The Super Summary of World History - Alan Dale Daniel [164]
This is important to the national economy because, like the money supply, it affects a bank’s willingness and ability to loan. As loan funds dry up businesses find it harder to expand, hire new workers, or buy better equipment. On the other hand, if too much money is available and being loaned out below market rates this causes an economy to “heat up” or begin expanding faster than it should, resulting in inflation hampering the economy and destroying its ability to function if the malady gets bad enough.[198] A nation’s central bank tries to ensure that enough money is available for loans, at reasonable rates, so the economy grows at a steady but sustainable rate, without much inflation, and no hefty contractions (depressions and deep recessions). This is difficult, because economies respond slowly to changes in the money supply, interest rates, and changes in monetary valuation. Months can pass before economic changes become evident, and by then some other change may be necessary to keep the economy on track (steady but reasonable expansion without much inflation and reasonable contractions or corrections). [199]
When the money supply gets tight and loans are hard to obtain businesses stagnate and often stop hiring or start laying workers off to save money. Fewer employed people results in other businesses selling fewer items and they start to lay off workers. This cycle, if continued, can trigger a depression and destroy an economy. When the money supply is easy and loans are easy to obtain businesses may borrow to expand and hire more workers. More employed people means more goods are sold. If many people try to buy the same items the prices will increase under the rules of supply and demand. If these prices continue to rise they can cause runaway inflation which can also destroy an economy. It is a tricky balancing act to keep economies on track.

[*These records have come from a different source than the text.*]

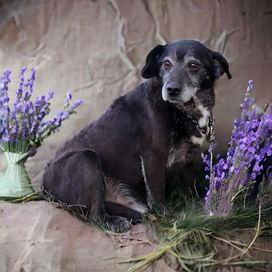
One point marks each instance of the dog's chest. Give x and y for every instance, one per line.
x=182, y=153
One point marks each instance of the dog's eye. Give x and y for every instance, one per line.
x=194, y=66
x=167, y=64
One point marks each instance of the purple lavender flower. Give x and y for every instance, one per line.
x=26, y=120
x=249, y=147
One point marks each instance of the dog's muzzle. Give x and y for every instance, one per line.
x=170, y=91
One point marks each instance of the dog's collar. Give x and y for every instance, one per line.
x=208, y=130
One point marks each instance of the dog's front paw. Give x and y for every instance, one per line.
x=117, y=223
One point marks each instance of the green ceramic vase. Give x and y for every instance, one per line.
x=14, y=180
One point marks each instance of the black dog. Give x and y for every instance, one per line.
x=114, y=170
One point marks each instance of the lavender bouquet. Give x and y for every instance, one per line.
x=249, y=148
x=23, y=128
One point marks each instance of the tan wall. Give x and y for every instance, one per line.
x=97, y=48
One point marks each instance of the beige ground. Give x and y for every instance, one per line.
x=37, y=236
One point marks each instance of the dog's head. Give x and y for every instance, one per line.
x=187, y=70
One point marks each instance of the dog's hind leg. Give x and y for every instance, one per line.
x=76, y=179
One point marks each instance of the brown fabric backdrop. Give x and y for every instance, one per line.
x=96, y=49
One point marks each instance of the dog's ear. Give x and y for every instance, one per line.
x=221, y=65
x=151, y=67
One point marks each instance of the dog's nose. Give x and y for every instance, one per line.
x=173, y=91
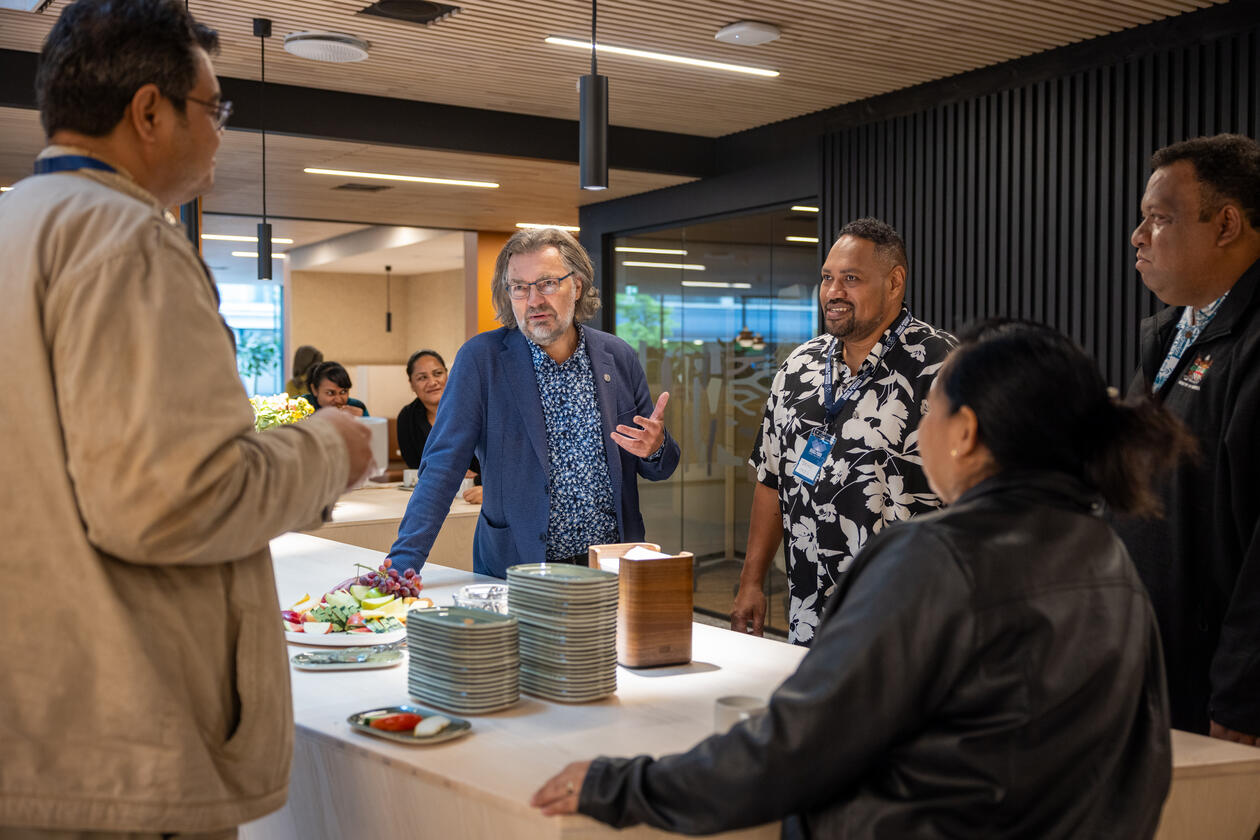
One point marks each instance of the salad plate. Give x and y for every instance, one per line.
x=362, y=722
x=347, y=640
x=348, y=659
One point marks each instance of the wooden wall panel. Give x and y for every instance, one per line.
x=1021, y=203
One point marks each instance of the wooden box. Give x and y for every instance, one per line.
x=654, y=606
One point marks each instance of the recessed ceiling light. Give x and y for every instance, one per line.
x=747, y=33
x=227, y=237
x=415, y=179
x=675, y=266
x=660, y=57
x=681, y=252
x=333, y=47
x=532, y=226
x=715, y=283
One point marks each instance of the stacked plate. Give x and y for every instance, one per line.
x=464, y=660
x=568, y=630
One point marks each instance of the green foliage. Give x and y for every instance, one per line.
x=643, y=319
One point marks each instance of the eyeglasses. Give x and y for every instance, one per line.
x=546, y=286
x=222, y=110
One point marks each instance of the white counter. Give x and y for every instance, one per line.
x=369, y=518
x=348, y=785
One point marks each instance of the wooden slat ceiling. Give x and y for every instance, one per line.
x=529, y=190
x=492, y=53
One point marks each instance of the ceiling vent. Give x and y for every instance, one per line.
x=326, y=47
x=362, y=188
x=413, y=11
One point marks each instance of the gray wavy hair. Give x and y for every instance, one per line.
x=531, y=239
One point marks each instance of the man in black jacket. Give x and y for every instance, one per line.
x=1198, y=251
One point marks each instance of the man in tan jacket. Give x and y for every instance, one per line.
x=145, y=684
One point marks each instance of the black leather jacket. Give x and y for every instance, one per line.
x=990, y=670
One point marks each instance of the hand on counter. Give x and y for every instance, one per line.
x=358, y=442
x=1225, y=733
x=562, y=790
x=644, y=441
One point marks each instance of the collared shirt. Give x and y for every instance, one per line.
x=873, y=475
x=1191, y=325
x=580, y=486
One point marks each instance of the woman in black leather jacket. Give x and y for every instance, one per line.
x=989, y=670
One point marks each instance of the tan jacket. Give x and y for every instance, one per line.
x=144, y=681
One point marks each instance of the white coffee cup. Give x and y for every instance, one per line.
x=733, y=708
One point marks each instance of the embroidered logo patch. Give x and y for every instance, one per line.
x=1196, y=372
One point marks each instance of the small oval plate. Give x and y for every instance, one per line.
x=362, y=722
x=348, y=659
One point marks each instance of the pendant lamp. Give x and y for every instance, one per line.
x=262, y=32
x=592, y=158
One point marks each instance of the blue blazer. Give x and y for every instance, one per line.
x=492, y=409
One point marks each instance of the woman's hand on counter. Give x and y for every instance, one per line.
x=561, y=792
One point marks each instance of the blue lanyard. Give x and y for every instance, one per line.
x=69, y=164
x=833, y=408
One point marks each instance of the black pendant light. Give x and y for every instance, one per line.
x=262, y=32
x=388, y=314
x=592, y=159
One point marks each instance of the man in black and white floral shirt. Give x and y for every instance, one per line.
x=837, y=456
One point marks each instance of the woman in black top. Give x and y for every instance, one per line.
x=988, y=670
x=426, y=373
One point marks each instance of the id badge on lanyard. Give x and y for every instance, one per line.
x=819, y=445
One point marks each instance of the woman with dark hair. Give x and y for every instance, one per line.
x=330, y=388
x=426, y=373
x=990, y=669
x=304, y=359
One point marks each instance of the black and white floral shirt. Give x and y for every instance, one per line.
x=873, y=475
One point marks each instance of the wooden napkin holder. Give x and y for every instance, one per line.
x=654, y=606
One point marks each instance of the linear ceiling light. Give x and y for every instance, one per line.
x=227, y=237
x=681, y=252
x=675, y=266
x=413, y=179
x=662, y=57
x=571, y=228
x=715, y=283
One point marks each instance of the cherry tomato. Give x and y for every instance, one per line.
x=402, y=722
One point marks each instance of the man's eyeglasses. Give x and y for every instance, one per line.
x=222, y=110
x=546, y=286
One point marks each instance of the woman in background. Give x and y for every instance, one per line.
x=330, y=388
x=304, y=359
x=988, y=670
x=426, y=373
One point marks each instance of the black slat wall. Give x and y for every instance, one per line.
x=1021, y=202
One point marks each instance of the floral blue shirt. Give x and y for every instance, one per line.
x=1188, y=329
x=580, y=486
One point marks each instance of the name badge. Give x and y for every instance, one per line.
x=814, y=456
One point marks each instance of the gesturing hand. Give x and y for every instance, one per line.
x=644, y=441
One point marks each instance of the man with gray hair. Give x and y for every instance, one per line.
x=558, y=414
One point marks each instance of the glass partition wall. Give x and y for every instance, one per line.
x=713, y=309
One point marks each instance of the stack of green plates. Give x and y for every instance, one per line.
x=568, y=630
x=464, y=660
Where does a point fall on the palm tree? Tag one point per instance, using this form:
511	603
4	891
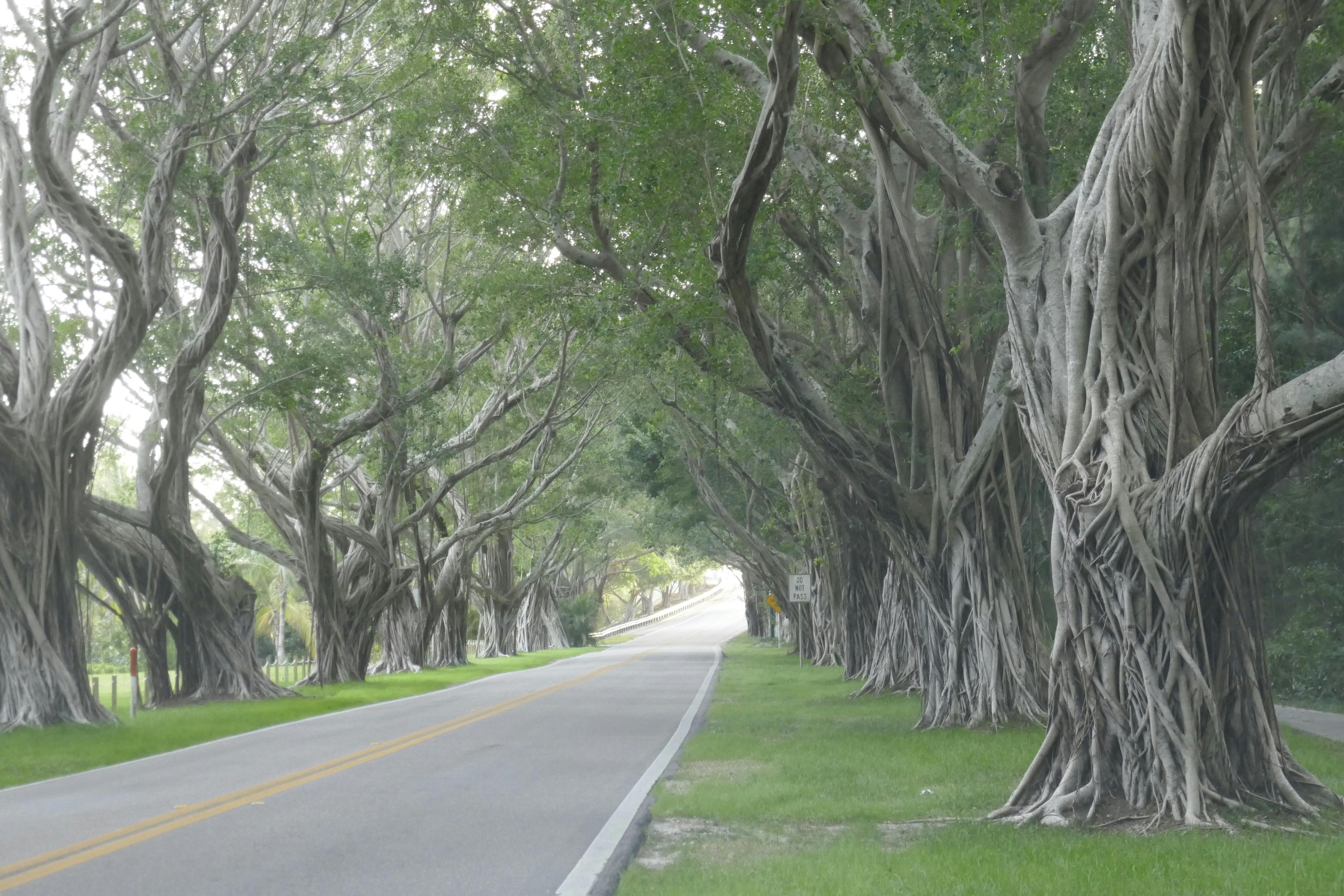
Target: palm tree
280	604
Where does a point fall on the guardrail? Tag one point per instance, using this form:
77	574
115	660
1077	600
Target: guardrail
662	615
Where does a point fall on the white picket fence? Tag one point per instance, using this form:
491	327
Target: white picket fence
621	628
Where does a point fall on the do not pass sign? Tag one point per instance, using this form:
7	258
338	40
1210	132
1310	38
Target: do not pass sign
800	589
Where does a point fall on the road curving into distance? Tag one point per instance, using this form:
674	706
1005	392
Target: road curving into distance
519	784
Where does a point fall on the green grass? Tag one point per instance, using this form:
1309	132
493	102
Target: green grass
34	754
1308	703
796	788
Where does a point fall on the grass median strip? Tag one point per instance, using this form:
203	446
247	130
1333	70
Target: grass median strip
79	854
31	754
794	786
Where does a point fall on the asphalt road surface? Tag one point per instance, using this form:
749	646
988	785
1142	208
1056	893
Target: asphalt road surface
496	788
1327	725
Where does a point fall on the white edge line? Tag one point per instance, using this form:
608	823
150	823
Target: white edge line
595	860
336	713
299	722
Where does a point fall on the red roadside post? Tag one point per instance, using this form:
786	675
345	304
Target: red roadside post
135	683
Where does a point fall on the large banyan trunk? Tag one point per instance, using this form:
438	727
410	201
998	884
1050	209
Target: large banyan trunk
968	632
1161	695
540	620
400	636
134	567
221	649
343	629
862	561
43	679
444	635
1159	699
498	604
908	493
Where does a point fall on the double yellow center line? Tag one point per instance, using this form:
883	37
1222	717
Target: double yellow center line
57	860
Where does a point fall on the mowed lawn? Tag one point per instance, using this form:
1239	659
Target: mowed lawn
794	786
28	754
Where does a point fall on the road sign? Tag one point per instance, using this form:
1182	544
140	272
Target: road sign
800	589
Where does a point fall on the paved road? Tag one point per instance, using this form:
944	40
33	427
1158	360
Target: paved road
1327	725
495	788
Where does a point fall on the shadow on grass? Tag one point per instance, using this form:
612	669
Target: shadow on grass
31	754
794	786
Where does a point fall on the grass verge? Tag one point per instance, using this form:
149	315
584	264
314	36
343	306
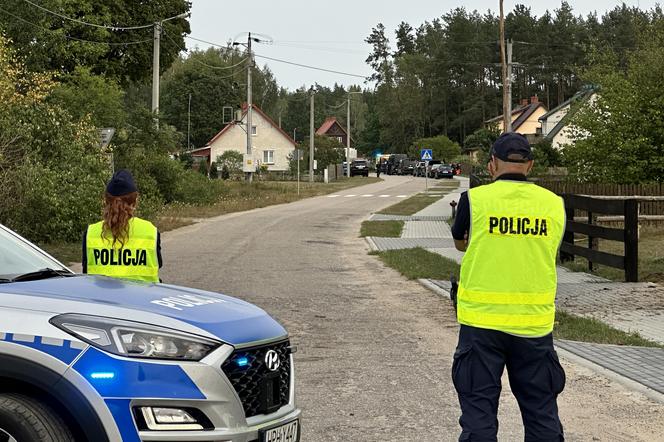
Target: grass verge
576	328
651	257
385	229
419	263
411	205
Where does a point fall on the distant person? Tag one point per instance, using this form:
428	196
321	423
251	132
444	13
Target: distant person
122	245
510	230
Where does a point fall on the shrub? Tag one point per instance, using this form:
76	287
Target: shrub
214	173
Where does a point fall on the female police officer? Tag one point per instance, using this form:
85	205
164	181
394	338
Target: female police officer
122	245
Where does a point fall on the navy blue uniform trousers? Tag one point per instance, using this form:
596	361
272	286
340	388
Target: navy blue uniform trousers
535	374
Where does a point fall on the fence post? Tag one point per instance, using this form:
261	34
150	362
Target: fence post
591	241
568	236
631	240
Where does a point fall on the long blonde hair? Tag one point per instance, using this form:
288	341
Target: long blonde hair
118	210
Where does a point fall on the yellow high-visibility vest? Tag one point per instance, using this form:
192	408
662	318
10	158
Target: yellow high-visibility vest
508	274
136	260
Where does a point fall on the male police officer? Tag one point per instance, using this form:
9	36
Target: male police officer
511	230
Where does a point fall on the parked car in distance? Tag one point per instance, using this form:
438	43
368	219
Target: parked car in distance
418	170
433	170
359	167
444	171
432	163
406	167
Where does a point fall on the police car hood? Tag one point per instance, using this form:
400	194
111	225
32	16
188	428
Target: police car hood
229	319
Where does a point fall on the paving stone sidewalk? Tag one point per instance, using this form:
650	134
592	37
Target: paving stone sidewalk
640	364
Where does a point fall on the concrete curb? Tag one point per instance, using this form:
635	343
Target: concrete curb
611	375
576	359
434	288
372	244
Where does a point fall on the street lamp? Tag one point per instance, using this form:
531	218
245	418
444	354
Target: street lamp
348	134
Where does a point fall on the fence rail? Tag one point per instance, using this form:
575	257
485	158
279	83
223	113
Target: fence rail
629	235
647	206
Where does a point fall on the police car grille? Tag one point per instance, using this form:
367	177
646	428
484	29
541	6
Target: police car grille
249	375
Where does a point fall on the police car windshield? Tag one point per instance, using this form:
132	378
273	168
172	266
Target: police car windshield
18	257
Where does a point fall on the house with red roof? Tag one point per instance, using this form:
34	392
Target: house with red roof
333	129
525	119
271	146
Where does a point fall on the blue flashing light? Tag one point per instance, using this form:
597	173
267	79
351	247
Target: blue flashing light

Prior to the advent of the central bank concept, financial markets set the interest rates banks could charge for loans without government interference. Coupled with the gold standard, the market handled the variables of money supply, monetary value, and the interest rates charged for loans very well before the depression. During the Great Depression, nations went off the gold standard and began economic manipulation, eliminating the free market financial mechanisms setting interest rates and other monetary variables. This was a major and permanent change in the financial world.
Tariffs
Tariffs are critical to international trade. tariffs are a financial charge placed on goods coming in from foreign nations, thus making foreign-made goods more expensive. The international community knows that if one nation raises tariffs the nations negatively impacted will also raise tariffs. In practice, England might raise tariffs 10 percent on cars from the United States, and in response the United States will raise tariffs on English tea by 15 percent. Then England will retaliate for that US move, and back and forth it goes until both nations price themselves out of the markets for tea and cars. In 1930, the Congress of the United States passed very high tariffs on goods from other nations in the Smoot Hawley Tariff Act. This could not have come at a worse time. The world’s nations responded by rising their tariffs and international trade began to implode, especially for exports from the United States. Fewer export goods sold because the overseas price took buyers out of the market. This tariff act, along with retaliatory acts passed by other nations, prolonged and increased the severity of the depression and made the disaster truly global.
The Contraction Starts
By 1929 in the United States businesses faced new problems getting loans because the money supply was shrinking.